The redesigned Artemis III mission is scheduled for 2027 and will focus on testing systems and operational capabilities needed for subsequent lunar landing missions.
Astronauts will attempt to rendezvous and dock with one or both commercial lunar landers being developed by SpaceX and Blue Origin. Testing objectives include integrated checkout of life support, communications and propulsion systems on the docked vehicles, as well as trials of the new extravehicular activity (xEVA) suits.
NASA said it will further define the test flight objectives after completing detailed reviews with its industry partners. The phased approach mirrors the Apollo program’s Apollo 9 mission in 1969, which tested rendezvous and docking in Earth orbit before attempting the Apollo 11 lunar landing four months later.

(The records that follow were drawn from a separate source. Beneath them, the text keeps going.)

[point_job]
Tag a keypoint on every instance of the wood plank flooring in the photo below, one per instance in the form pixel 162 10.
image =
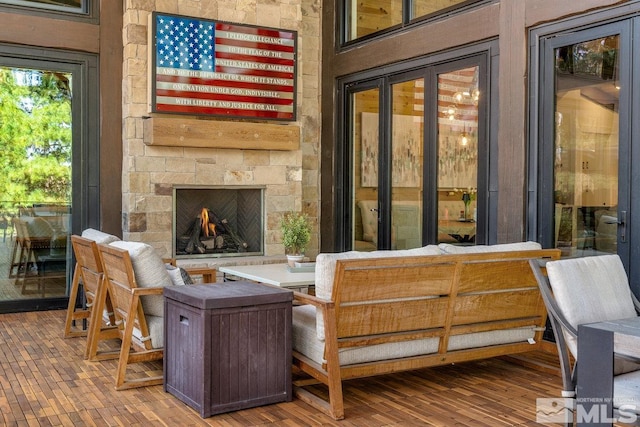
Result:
pixel 44 381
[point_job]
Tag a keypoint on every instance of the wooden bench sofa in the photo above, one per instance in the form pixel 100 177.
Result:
pixel 389 311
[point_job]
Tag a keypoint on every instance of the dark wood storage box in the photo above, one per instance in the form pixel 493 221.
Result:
pixel 227 345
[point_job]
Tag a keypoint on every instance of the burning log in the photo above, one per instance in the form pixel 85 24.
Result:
pixel 194 244
pixel 242 245
pixel 226 228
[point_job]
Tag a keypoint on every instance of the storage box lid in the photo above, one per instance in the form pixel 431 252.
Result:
pixel 227 294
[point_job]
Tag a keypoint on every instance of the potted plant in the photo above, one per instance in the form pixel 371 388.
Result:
pixel 296 233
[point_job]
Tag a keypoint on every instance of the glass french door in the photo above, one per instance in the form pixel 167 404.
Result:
pixel 387 173
pixel 587 149
pixel 35 183
pixel 414 143
pixel 49 161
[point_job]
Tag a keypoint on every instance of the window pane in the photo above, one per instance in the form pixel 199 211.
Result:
pixel 365 17
pixel 365 121
pixel 78 6
pixel 35 182
pixel 407 127
pixel 458 97
pixel 586 146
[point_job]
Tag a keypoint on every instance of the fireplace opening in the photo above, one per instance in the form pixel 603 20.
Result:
pixel 218 221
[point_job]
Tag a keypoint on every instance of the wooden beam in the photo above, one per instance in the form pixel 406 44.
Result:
pixel 190 132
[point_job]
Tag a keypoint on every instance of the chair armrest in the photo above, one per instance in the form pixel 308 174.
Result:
pixel 301 298
pixel 147 291
pixel 208 274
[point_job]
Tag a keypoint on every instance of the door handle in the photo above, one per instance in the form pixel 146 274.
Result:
pixel 622 225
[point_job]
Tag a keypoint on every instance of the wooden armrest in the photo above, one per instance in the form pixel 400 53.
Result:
pixel 147 291
pixel 208 273
pixel 301 298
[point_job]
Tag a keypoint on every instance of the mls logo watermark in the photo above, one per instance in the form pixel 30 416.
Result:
pixel 562 410
pixel 554 410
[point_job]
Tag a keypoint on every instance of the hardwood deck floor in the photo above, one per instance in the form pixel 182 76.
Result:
pixel 44 381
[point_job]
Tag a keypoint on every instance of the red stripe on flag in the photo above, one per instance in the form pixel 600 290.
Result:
pixel 265 46
pixel 224 97
pixel 256 31
pixel 223 111
pixel 252 58
pixel 252 72
pixel 222 83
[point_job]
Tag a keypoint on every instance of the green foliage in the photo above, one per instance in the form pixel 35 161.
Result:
pixel 35 137
pixel 296 232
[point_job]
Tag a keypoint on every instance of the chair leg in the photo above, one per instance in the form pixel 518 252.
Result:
pixel 98 331
pixel 73 313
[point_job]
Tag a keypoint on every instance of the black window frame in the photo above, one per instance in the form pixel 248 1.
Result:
pixel 382 78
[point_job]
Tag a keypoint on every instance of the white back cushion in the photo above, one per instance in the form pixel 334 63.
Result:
pixel 505 247
pixel 590 289
pixel 150 272
pixel 99 236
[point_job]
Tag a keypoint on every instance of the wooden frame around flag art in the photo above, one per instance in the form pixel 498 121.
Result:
pixel 214 68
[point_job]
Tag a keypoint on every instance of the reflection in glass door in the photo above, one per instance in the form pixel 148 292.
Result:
pixel 407 129
pixel 587 95
pixel 365 136
pixel 458 96
pixel 35 182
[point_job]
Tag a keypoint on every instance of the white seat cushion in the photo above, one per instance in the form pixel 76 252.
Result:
pixel 150 272
pixel 590 289
pixel 305 340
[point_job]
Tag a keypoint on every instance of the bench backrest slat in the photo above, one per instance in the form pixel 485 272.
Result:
pixel 407 295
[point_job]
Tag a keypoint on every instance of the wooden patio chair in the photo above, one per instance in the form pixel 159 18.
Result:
pixel 83 312
pixel 586 290
pixel 141 334
pixel 17 250
pixel 98 309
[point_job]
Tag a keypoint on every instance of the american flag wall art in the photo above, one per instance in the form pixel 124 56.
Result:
pixel 204 67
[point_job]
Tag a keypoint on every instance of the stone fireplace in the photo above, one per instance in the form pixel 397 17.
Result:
pixel 222 221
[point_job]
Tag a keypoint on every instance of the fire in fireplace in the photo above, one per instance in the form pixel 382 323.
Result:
pixel 218 221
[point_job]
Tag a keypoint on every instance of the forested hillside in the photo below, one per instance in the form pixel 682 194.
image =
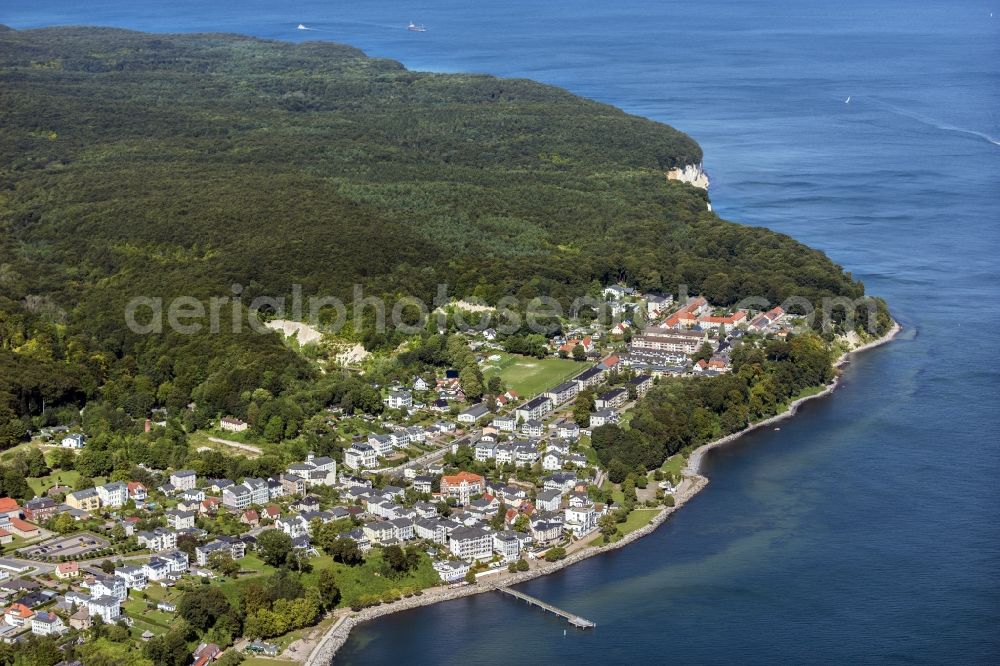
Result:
pixel 163 165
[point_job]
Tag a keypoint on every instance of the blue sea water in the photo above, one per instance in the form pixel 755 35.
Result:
pixel 866 529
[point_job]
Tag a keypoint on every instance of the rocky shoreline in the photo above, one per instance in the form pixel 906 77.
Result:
pixel 335 637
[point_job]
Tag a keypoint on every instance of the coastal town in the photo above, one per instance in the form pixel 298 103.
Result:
pixel 439 490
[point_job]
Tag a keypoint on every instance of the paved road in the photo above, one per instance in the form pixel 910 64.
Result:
pixel 425 459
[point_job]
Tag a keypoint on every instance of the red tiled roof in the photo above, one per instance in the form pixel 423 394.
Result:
pixel 456 479
pixel 23 525
pixel 20 610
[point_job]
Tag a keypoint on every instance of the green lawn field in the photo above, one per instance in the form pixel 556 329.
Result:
pixel 530 376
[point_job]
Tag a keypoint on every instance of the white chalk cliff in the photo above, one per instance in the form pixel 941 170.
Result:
pixel 693 174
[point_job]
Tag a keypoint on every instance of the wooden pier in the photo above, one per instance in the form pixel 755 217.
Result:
pixel 575 620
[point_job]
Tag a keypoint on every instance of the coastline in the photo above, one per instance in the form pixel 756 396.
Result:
pixel 694 482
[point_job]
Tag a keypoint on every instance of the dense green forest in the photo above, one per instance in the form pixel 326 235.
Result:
pixel 163 165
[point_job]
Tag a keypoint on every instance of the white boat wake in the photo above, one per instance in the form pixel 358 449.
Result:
pixel 935 124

Safety concerns drive phased testing approach
The decision follows a report from NASA’s independent Aerospace Safety Advisory Panel that raised concerns about the risk level of the original Artemis III lunar landing plan.
“Standardizing vehicle configuration, increasing flight rate and progressing through objectives in a logical, phased approach, is how we achieved the near-impossible in 1969 and it is how we will do it again,” said NASA Administrator Jared Isaacman.
Under the revised architecture, the first crewed lunar landing is redesignated as Artemis IV, targeting 2028, with at least one surface landing mission planned every year thereafter. NASA also plans to standardize the Space Launch System (SLS) rocket in its current Block 1 configuration for all subsequent missions, rather than introducing an upgraded variant.
“The entire sequence of Artemis flights needs to represent a step-by-step build-up of capability, with each step bringing us closer to our ability to perform the landing missions,” said NASA associate administrator Amit Kshatriya. “We want to fly the landing missions in as close to the same Earth ascent configuration as possible.”
Workforce rebuild to accelerate launch cadence
NASA said it will rebuild core competencies in its civil servant workforce, including more in-house and side-by-side development work with Artemis partners, to enable a safer and faster launch cadence.
Artemis II targets April after helium issue
The announcement issued today about the extra mission also addressed the status of the Artemis II mission. The SLS rocket and Orion spacecraft were rolled back to the Vehicle Assembly Building at Kennedy Space Center on February 25 to troubleshoot a helium flow issue in the rocket’s interim cryogenic propulsion stage, discovered after a wet dress rehearsal concluded on February 19.
Teams are working to resolve the helium issue and replace batteries in the flight termination system, with NASA targeting an April launch window. The 10-day Artemis II mission will send four astronauts on the first crewed flight around the Moon since Apollo 17 in 1972.